Rep. Mario Diaz-Balart, Florida Republican, assailed the Obama administration Tuesday for granting visas to “high-level members of the Castro regime” — taking particular aim at the decision to allow the daughter of Cuban President Raul Castro to enter the country.
Democrats countered that Republicans are playing politics with the issue, ignoring the fact that Mariela Castro Espin also received a visa in 2002 when President George W. Bush was in office.
President Obama began loosening restrictions on Cuba in 2009, making it easier for exiles to send money to relatives and making it possible for more exiles and Americans to travel legally to the island. Since then, he has increased limits on investments and allowed all U.S. international airports to accept flights to and from Cuba.
Republican lawmakers, in particular the Cuban-American contingent from Florida, say the policies are putting money directly into the pockets of the communist government, which charges fees on the remittances. That, they argue, is bolstering the Castro government, which has been run by the 84-year-old Fidel Castro’s brother, Raul, 80, since 2006.
In a conference call arranged by the Republican National Committee on Tuesday, Mr. Diaz-Balart argued that the decision to grant visas to Ms.
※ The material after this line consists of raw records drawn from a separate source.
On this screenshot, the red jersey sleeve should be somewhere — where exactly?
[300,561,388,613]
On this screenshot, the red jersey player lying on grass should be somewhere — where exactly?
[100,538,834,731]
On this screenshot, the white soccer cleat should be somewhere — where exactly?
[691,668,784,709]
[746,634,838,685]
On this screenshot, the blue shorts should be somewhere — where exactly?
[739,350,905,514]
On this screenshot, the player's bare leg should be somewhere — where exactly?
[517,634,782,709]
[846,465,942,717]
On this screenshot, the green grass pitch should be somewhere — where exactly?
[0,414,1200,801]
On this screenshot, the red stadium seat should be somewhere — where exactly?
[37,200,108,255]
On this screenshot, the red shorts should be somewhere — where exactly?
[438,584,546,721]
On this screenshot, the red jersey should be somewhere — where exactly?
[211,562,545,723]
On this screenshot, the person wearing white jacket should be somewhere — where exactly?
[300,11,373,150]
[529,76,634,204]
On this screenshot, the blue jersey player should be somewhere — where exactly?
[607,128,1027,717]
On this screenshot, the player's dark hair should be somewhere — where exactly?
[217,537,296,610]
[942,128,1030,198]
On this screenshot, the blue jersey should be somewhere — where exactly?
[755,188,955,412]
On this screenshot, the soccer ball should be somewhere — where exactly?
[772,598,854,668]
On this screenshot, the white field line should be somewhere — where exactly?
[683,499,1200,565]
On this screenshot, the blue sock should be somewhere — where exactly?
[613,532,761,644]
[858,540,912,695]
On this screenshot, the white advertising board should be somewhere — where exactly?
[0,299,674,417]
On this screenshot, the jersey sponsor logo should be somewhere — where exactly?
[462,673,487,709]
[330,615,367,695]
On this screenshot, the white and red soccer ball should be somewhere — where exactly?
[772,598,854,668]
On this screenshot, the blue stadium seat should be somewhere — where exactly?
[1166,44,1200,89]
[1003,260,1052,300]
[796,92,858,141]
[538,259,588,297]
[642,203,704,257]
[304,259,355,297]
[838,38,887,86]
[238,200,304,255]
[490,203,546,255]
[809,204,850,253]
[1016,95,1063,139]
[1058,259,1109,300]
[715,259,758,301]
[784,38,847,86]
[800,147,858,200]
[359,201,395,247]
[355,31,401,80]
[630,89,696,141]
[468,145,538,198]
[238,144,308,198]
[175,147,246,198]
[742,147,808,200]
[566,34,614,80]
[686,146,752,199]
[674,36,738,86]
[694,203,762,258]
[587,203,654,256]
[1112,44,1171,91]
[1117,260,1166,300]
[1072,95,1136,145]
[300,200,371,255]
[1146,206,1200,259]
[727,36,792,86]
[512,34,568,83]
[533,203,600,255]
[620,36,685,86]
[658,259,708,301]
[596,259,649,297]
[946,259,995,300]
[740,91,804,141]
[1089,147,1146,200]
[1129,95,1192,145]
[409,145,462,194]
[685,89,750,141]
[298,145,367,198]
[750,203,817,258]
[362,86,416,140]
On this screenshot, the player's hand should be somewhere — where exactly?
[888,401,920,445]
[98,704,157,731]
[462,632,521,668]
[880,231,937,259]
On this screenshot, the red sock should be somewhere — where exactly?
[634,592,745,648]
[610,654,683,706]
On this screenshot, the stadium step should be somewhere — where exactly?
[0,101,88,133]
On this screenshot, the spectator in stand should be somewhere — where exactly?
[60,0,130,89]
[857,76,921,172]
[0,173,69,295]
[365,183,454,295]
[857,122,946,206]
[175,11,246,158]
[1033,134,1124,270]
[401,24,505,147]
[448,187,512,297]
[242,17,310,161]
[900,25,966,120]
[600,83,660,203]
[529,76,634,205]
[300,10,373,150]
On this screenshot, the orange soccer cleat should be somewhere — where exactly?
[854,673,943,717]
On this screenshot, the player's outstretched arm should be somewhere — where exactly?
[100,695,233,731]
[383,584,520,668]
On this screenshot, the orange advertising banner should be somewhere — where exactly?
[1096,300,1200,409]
Castro Epin and others with ties to the Castro government breaks with a 1985 presidential proclamation on Cuba and the “congressional intent” of the Cuban Liberty and Democratic Solidarity Act, which hardened the economic embargo against the island nation.
“When the State Department and this administration says they have to let them in, they are actually not being truthful,” Mr. Diaz-Balart said. “It is reprehensible, unacceptable and greatly irresponsible of this administration to allow these high-level Communist Party regime officials to come into the United States on these public relations tours.”
The Florida Democratic Party contend that Republicans are trying to play politics with the issue, citing Mr. Bush’s 2002 decision.
“Republicans need to stop playing with people’s emotions when it comes to Cuba,” said Freddy Balsera, who served as a senior Hispanic adviser to the 2008 Obama campaign.
It was reported last week that Ms. Castro Espin received a visa from the U.S. government to speak at the Latin American Studies Association in California. An advocate for lesbian, gay and transgender issues, the 50-year-old daughter of Raul Castro apparently plans to talk about sexual diversity and politics.
USA Today reported last week that while Ms. Castro Espin heads the Cuban National Center for Sex Education in Havana, she has no official link to the government.